Lillian Faderman, writing in 1981, extended this analysis and argued that romantic friendships were not perceived as sexual by their participants or observers because the nineteenth century largely did not have a concept of female sexuality that extended beyond heterosexual reproduction. Women simply were not thought to have the kind of active sexual desire that could be directed toward other women in a problematic way. The innocence of the friendships was, in part, a function of this conceptual vacuum.

The historical question of whether romantic friendships were "really" sexual — whether the women (and men) involved experienced them erotically — is in some respects unanswerable and in other respects misframed. The question smuggles in a modern insistence on categorization (was this "really" friendship or "really" love?) that the nineteenth century did not apply. The better question is what romantic friendship did — what it provided, what it meant, what it made possible — and what changed when the concept became unavailable.

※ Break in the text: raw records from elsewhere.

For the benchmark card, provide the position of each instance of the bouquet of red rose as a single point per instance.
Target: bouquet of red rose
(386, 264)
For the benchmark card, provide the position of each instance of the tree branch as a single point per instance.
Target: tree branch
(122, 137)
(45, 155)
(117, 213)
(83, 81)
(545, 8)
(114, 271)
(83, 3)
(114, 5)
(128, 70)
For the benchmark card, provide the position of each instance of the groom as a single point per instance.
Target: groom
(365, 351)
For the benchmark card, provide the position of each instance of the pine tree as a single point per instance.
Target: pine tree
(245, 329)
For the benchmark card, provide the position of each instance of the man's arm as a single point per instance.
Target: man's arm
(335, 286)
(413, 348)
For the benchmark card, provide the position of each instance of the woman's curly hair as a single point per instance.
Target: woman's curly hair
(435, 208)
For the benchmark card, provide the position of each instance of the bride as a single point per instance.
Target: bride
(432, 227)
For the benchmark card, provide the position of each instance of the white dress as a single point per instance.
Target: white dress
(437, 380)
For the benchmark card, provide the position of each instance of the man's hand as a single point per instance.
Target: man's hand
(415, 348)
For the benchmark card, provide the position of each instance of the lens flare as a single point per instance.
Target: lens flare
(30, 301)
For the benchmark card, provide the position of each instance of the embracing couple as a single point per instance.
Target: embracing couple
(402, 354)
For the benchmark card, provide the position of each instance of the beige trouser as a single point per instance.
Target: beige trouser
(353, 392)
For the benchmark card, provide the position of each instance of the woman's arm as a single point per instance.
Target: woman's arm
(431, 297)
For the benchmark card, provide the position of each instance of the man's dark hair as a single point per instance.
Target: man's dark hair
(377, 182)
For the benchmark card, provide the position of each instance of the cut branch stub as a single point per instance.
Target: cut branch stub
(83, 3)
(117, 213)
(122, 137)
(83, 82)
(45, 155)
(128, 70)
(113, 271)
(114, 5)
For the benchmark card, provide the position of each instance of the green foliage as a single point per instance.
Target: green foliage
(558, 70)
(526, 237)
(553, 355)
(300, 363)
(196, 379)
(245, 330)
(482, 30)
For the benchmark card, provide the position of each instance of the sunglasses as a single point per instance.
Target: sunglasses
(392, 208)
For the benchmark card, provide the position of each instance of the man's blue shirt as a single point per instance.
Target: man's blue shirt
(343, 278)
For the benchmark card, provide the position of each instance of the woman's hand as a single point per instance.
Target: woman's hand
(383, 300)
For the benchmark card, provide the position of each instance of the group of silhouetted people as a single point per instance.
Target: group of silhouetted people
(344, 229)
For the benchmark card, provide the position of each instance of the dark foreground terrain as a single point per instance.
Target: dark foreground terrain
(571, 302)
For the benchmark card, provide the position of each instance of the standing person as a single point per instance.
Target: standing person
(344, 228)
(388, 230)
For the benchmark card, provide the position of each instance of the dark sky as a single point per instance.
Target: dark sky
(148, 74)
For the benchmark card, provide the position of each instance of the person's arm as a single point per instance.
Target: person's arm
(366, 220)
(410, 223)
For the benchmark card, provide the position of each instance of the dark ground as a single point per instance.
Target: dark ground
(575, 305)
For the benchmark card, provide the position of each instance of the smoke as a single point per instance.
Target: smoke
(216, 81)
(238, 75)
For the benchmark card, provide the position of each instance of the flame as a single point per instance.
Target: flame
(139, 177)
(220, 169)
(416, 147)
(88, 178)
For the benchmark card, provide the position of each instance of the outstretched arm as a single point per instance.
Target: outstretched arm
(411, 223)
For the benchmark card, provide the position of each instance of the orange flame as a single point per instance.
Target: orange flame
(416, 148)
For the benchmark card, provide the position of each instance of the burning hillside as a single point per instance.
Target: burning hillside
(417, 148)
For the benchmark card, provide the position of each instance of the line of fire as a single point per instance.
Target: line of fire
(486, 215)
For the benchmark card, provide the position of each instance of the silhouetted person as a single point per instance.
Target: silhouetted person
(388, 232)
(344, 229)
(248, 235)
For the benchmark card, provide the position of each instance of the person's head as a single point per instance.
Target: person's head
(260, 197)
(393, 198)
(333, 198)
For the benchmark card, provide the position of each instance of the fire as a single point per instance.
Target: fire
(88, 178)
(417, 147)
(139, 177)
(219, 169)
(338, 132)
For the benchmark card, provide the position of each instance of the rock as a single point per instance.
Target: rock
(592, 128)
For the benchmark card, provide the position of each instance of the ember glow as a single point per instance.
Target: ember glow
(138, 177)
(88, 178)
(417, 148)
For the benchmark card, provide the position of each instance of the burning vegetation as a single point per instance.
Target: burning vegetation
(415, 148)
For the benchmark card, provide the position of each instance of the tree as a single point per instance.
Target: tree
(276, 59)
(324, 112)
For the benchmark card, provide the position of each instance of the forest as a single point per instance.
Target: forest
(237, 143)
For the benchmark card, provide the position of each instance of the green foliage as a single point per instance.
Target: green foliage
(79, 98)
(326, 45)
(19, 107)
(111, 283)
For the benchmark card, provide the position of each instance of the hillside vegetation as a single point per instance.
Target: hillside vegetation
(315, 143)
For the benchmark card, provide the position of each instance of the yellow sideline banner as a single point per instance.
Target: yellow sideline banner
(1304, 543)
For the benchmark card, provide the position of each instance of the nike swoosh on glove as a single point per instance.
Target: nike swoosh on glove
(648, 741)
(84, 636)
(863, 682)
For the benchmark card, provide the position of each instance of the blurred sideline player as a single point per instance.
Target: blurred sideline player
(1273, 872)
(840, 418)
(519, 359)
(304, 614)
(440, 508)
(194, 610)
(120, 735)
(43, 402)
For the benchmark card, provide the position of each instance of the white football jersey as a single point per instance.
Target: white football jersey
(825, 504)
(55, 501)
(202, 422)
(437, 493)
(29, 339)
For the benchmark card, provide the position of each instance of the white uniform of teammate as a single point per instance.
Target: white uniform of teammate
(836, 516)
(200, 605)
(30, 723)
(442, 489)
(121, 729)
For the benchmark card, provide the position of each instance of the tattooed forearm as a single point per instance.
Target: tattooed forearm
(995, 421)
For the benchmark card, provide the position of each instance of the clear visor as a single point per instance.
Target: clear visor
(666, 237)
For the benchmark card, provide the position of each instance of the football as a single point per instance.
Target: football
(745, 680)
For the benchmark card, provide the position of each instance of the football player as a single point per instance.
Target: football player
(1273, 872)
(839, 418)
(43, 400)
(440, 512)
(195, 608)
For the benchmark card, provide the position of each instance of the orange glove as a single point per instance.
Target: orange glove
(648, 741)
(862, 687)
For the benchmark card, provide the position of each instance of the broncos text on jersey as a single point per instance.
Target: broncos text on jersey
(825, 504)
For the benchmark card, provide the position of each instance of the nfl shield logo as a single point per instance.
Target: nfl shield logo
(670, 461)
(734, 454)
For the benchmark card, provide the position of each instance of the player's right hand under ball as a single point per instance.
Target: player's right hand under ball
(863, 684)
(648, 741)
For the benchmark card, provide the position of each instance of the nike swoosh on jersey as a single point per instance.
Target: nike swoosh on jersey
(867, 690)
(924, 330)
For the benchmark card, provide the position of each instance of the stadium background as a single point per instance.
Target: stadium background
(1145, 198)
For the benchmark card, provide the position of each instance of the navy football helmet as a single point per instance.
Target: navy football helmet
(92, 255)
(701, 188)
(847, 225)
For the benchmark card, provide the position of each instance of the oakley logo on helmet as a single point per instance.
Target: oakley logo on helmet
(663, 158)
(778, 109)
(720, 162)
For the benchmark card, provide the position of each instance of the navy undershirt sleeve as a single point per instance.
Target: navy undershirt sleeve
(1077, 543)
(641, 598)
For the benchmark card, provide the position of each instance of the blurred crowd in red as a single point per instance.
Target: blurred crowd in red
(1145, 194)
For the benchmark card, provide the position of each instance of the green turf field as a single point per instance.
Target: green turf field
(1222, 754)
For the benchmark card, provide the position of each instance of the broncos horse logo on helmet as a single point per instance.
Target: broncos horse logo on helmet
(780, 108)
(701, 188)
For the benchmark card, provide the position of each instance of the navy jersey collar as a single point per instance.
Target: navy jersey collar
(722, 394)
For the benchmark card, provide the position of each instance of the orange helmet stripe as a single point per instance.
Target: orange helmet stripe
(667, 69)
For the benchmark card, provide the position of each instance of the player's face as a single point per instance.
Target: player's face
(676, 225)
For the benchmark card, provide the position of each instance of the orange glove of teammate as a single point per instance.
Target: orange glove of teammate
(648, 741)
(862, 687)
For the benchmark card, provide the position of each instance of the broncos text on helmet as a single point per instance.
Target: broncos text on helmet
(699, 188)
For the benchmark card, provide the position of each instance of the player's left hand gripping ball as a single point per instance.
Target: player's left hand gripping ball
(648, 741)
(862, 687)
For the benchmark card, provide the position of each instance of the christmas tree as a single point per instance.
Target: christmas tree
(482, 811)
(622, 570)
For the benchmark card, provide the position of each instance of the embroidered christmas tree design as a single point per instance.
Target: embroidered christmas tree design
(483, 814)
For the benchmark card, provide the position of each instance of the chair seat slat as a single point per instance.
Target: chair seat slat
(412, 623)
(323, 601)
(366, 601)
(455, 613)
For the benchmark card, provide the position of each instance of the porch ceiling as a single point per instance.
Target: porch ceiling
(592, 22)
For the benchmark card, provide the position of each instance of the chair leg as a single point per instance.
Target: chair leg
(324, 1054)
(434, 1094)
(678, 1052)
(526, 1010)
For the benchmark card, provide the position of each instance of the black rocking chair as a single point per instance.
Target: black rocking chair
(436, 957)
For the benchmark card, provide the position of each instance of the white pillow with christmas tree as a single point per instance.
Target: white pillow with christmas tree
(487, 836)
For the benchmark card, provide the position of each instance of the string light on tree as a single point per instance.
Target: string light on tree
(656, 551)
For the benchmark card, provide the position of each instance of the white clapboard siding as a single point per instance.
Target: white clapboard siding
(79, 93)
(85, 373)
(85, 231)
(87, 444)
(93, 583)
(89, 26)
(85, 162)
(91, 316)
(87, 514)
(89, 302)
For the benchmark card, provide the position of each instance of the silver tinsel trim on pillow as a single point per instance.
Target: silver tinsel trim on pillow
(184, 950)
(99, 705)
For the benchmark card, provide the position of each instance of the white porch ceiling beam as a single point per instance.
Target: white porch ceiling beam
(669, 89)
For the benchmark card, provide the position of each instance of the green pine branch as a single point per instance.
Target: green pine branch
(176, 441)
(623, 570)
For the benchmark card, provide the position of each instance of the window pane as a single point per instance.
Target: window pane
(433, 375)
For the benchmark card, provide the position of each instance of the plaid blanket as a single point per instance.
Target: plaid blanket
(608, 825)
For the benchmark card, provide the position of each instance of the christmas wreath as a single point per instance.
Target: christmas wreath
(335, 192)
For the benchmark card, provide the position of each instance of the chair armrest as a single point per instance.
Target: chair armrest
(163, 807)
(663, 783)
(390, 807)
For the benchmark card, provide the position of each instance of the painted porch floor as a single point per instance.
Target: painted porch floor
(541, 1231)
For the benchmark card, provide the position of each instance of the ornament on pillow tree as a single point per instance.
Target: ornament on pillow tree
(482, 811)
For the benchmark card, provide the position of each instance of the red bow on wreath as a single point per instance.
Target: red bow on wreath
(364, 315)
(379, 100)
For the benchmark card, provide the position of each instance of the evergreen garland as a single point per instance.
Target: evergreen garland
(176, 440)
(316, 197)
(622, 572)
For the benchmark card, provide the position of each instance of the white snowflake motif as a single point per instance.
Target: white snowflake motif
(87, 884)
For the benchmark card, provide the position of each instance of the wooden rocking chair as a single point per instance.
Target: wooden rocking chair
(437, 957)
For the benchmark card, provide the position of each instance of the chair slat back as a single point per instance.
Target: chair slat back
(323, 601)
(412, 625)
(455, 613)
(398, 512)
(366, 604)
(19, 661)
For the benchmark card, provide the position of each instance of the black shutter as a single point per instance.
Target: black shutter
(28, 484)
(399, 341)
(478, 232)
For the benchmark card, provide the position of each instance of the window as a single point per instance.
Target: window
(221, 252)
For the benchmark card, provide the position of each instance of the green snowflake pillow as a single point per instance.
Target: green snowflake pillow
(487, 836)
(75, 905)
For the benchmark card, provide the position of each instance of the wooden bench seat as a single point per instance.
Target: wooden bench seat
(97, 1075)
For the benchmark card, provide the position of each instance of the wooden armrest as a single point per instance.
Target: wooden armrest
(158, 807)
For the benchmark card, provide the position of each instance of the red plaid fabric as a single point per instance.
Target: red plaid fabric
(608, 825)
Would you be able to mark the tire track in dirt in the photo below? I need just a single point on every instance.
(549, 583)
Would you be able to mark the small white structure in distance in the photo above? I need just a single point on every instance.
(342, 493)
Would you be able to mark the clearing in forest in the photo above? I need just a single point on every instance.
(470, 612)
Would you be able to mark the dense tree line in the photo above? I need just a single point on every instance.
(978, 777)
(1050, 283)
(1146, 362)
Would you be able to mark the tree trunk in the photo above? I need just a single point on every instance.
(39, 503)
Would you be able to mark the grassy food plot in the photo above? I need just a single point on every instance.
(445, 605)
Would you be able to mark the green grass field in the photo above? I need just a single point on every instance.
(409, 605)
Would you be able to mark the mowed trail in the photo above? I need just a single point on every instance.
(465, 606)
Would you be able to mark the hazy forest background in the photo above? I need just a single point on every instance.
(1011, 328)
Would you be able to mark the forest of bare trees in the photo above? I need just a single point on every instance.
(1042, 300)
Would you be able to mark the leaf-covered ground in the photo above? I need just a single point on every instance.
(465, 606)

What changed was the emergence of a medical and psychological discourse around sexual inversion and homosexuality in the last quarter of the nineteenth century. The sexologists (Krafft-Ebing, Havelock Ellis, later Freud) created a vocabulary and a framework that made intense same-sex attachment legible as a symptom or an identity. Once that framework existed, the old innocence was no longer available. The behaviors that had been "romantic friendship" could now be read as signs of pathology. The space contracted. The freedom that had existed in the absence of a category was foreclosed by the category's arrival.

What romantic friendship demonstrates, most clearly, is that the organization of intimacy is contingent. The lines we now draw — between friendship and love, between affection and desire, between appropriate and suspicious — were not always drawn where they are now, and were not drawn by nature.